= Pay in lieu of notice =

Concept in United Kingdom labour law

In United Kingdom labour law, payment in lieu of notice, or PILON, is a payment made to employees by an employer for a notice period that they have been told by the employer that they do not have to work. Employees dismissed for gross misconduct are not entitled to be paid their notice, unless stated otherwise within Terms and Conditions of their employment, but they are entitled to be paid for any statutory leave they have accumulated.

If a notice period such as one month is required for an employer to terminate a contract, a 'payment in lieu of notice' is immediate compensation at an amount equal to that an employee would have earned as salary or wages by working through the whole notice period: for example, one month's salary.
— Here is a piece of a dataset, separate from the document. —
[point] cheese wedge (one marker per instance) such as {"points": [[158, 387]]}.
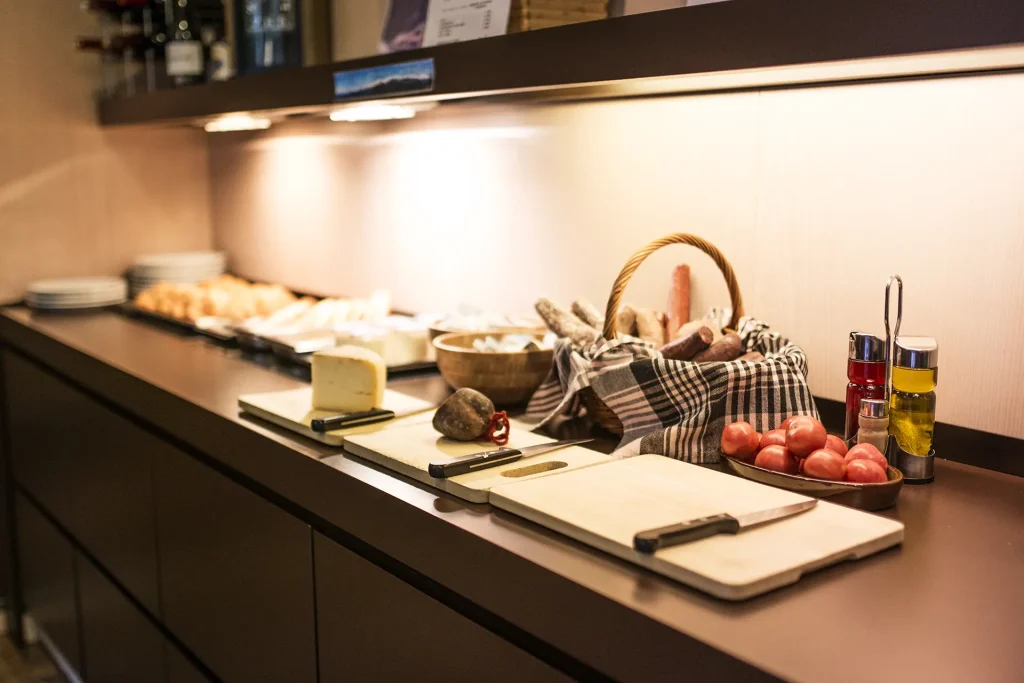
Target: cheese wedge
{"points": [[348, 379]]}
A payment in lieu will include payment for holiday entitlements if the employee has them.

PILON can either be set out in the contract as an option for the employer, or it may simply be paid to cover any potential damages for breach of contract.
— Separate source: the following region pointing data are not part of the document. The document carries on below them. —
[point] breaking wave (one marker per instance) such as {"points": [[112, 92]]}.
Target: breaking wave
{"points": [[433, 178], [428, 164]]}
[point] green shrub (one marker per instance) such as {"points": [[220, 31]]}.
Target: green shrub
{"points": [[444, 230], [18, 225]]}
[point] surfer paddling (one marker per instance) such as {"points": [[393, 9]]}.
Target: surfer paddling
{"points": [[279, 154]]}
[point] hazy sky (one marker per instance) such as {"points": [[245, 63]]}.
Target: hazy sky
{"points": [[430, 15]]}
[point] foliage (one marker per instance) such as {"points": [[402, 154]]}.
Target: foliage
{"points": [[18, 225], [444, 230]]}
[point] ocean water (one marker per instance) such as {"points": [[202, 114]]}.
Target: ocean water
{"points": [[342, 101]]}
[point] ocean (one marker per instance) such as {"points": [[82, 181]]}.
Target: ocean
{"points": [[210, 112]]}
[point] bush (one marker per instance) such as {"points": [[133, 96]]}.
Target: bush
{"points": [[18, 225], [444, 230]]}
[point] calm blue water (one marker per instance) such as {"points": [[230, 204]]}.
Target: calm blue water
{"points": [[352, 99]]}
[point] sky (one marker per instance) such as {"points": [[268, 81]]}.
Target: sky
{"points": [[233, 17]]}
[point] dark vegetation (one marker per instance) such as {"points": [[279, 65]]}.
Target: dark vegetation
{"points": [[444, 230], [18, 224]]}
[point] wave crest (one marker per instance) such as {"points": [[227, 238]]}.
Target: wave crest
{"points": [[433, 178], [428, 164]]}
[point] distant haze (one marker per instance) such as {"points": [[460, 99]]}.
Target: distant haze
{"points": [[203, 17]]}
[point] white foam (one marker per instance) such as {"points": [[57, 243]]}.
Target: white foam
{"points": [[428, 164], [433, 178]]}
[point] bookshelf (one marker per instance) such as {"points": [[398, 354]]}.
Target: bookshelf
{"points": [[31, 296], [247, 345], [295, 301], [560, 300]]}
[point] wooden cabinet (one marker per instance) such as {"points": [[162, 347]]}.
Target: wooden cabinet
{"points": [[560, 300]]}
If there is a pay in lieu of notice clause in the employee's contract, the amount the employee will get will normally be set out there. If not, it is up to the employee to agree to an amount. Sometimes, employees may be willing to accept a small amount if it is in their interests to leave early. The amount to be paid will normally cover all salaries that would have been earned during the notice period.

That will normally cover basic pay and may include other things like commission and compensation for the loss of benefits, like personal use of a company car, phone, or medical insurance. The employer might instead decide to give the use of the benefits for the notice period. If employees think that the amount the employer is offering does not match what they would have earned, they can still consider making a breach of contract claim.